Top US companies lay off thousands of workers while rewarding shareholders
Some of the largest companies in the U.S. have rewarded their shareholders amid the coronavirus pandemic after firing thousands of employees.
Companies like heavy machinery manufacturer Caterpillar, denim-maker Levi Strauss, toolmaker Stanley Black & Decker, furniture manufacturer Steelcase and World Wrestling Entertainment have doled out more than $700 million to shareholders in cash dividends while slashing jobs and shuttering facilities, The Washington Post reported. Many other companies have likewise rewarded shareholders while laying off workers.
Caterpillar, for example, announced a $500 million distribution to shareholders in early April, according to the report, about two weeks after it announced that it was "temporarily suspending operations at certain facilities." The company did not say how many workers would be impacted.
"We are taking a variety of actions globally, but we aren't going to discuss the number of impacted people," a spokesperson told the outlet. "We are taking a variety of actions at our global facilities to reduce production due to weaker customer demand, potential supply constraints and the spread of the COVID-19 pandemic and related government actions. These actions include temporary facility shutdowns, indefinite or temporary layoffs."
Levi Strauss announced that it would distribute $32 million to shareholders on April 7, the same day that the company said it would furlough retail workers. About 4,000 workers have been affected, according to The Post.
"As this human and economic tragedy unfolds globally over the coming months, we are taking swift and decisive action that will ensure we remain a winner in our industry," Levi CEO Chip Bergh said at the time, after reporting big earnings in Q1.
Stanley Black & Decker announced in early April that it would furlough and lay off "non-essential" workers. It distributed $106 million in dividends to shareholders just two weeks later, The Post reported.
"Throughout our company's 177-year history, Stanley Black & Decker has weathered a series of exogenous shocks and thrived," CEO James Loree said in the statement last month. "We are in a strong position as we face today's challenges and are taking the necessary actions now to protect our employees and the business while positioning the company to thrive into the future."
Steelcase announced in March that it would cut operations in four states, issuing a statement saying it took "these actions in an effort to avoid permanent headcount reductions so the company and its employees can come through this crisis together."

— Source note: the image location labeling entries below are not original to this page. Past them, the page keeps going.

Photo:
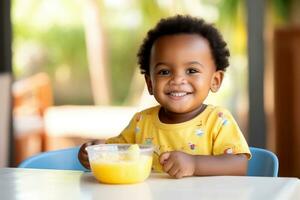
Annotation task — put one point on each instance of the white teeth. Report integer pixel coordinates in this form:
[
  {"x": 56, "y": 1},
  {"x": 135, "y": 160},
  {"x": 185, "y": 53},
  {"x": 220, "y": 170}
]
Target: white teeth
[{"x": 178, "y": 94}]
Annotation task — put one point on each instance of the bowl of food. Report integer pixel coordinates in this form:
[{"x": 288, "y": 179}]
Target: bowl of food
[{"x": 120, "y": 163}]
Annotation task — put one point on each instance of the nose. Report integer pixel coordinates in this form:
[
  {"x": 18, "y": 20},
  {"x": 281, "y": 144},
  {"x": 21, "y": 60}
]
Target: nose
[{"x": 178, "y": 79}]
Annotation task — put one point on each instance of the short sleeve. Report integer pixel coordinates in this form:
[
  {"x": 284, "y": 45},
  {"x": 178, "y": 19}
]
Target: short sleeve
[
  {"x": 228, "y": 136},
  {"x": 127, "y": 136}
]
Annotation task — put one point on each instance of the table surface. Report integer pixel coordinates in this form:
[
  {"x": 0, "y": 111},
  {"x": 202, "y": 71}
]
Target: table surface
[{"x": 58, "y": 184}]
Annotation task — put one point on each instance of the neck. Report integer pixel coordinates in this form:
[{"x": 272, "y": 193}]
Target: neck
[{"x": 168, "y": 117}]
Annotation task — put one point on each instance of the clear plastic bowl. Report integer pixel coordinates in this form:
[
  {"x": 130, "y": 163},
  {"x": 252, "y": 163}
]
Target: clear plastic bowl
[{"x": 115, "y": 164}]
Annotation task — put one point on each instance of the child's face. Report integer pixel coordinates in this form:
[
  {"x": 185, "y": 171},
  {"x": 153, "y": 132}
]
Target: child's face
[{"x": 182, "y": 72}]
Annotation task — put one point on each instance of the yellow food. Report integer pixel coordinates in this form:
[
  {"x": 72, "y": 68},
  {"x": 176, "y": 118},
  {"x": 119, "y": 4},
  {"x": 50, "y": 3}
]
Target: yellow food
[
  {"x": 133, "y": 152},
  {"x": 122, "y": 171}
]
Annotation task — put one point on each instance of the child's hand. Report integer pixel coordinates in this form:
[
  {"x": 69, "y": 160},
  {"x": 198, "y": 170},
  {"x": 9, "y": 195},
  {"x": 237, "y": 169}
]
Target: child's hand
[
  {"x": 82, "y": 154},
  {"x": 178, "y": 164}
]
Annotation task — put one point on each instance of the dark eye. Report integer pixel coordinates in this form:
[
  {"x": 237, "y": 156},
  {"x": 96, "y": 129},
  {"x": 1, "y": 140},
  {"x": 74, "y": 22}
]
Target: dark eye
[
  {"x": 191, "y": 71},
  {"x": 163, "y": 72}
]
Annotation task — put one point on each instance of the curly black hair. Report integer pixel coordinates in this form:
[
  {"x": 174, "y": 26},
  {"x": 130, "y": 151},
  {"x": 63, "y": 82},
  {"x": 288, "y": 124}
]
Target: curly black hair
[{"x": 184, "y": 24}]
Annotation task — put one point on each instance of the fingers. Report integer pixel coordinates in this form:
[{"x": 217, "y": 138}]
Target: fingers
[{"x": 164, "y": 157}]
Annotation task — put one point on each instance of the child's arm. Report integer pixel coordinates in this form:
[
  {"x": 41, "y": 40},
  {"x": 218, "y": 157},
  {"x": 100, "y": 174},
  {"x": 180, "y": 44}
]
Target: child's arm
[
  {"x": 179, "y": 164},
  {"x": 82, "y": 154}
]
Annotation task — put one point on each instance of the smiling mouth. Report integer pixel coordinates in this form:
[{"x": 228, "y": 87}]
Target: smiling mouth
[{"x": 178, "y": 94}]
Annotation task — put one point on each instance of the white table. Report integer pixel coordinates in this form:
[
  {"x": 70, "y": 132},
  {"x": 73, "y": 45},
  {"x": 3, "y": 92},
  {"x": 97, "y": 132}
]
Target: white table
[{"x": 57, "y": 184}]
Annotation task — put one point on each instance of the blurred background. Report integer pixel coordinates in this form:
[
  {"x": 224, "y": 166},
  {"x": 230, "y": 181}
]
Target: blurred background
[{"x": 69, "y": 71}]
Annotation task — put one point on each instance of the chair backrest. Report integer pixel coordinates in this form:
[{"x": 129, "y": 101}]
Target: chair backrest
[
  {"x": 262, "y": 163},
  {"x": 64, "y": 159}
]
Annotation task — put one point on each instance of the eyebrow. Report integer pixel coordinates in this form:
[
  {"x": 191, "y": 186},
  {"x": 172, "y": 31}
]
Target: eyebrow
[
  {"x": 194, "y": 62},
  {"x": 187, "y": 63}
]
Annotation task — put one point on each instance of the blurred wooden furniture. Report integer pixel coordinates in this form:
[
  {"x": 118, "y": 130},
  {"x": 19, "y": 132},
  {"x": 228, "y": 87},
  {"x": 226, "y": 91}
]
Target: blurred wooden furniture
[
  {"x": 287, "y": 98},
  {"x": 31, "y": 97}
]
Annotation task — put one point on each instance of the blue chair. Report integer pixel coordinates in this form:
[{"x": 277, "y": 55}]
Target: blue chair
[
  {"x": 262, "y": 163},
  {"x": 64, "y": 159}
]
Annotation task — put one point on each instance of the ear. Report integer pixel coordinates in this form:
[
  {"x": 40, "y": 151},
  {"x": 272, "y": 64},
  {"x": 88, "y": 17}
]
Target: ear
[
  {"x": 216, "y": 80},
  {"x": 149, "y": 84}
]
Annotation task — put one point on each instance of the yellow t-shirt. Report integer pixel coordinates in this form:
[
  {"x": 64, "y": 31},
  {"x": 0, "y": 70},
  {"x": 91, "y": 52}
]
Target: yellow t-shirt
[{"x": 212, "y": 132}]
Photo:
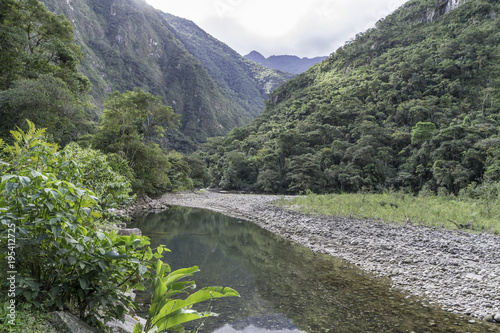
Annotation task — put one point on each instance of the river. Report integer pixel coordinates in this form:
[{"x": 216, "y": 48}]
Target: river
[{"x": 284, "y": 287}]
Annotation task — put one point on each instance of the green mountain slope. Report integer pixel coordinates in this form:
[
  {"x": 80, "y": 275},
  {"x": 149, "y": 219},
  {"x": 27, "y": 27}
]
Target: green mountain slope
[
  {"x": 287, "y": 63},
  {"x": 249, "y": 83},
  {"x": 413, "y": 103},
  {"x": 129, "y": 44}
]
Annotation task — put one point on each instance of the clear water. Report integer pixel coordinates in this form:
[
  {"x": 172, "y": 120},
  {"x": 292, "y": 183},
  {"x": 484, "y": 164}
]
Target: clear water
[{"x": 286, "y": 288}]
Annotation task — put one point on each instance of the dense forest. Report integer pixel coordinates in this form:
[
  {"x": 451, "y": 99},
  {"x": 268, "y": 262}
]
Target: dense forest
[
  {"x": 411, "y": 104},
  {"x": 62, "y": 169},
  {"x": 129, "y": 44}
]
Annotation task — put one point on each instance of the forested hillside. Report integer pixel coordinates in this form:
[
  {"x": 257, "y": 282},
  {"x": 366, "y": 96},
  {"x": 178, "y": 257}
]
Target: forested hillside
[
  {"x": 248, "y": 82},
  {"x": 129, "y": 44},
  {"x": 287, "y": 63},
  {"x": 413, "y": 103}
]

It announced the same day that it would issue a dividend of roughly $8 million to shareholders. Earlier that month, the company bought back $38 million in stock from shareholders.
The WWE, a company whose longtime former CEO Linda McMahon served in Trump's Cabinet and now works on his re-election campaign, cut 10% of its workers and fired about 20 wrestlers a day before it announced $9 million in dividends for shareholders.
These five companies are far from the only corporations rewarding shareholders while cutting workers, but many other companies took steps to end dividends and buybacks in response to the economic crisis caused by the coronavirus.
The Gap, American Eagle and Darden Restaurants — which owns Olive Garden and LongHorn Steakhouse — announced that they would pause dividends and stop buybacks, according to The Post. Williams Sonoma said it would continue to pay full-time employees after shuttering its stores.
Chris Lu, who served as the Deputy Secretary of Labor under President Obama, called out the Trump administration for pushing to protect companies from being sued by workers who contract COVID-19 while ignoring businesses that reward shareholders at the expense of workers.
"In Trump's economy, these companies won't get punished," he said. "Instead, he wants to give them liability protection."
"In a downturn like this the first thing a company should do is give up any distributions to shareholders," William Lazonick, an economist at the University of Massachusetts Lowell, told The Post. "But in a crisis, companies will differ. Some will care . . . and some will rob the workers, who should expect that their continued employment will be the company's first concern."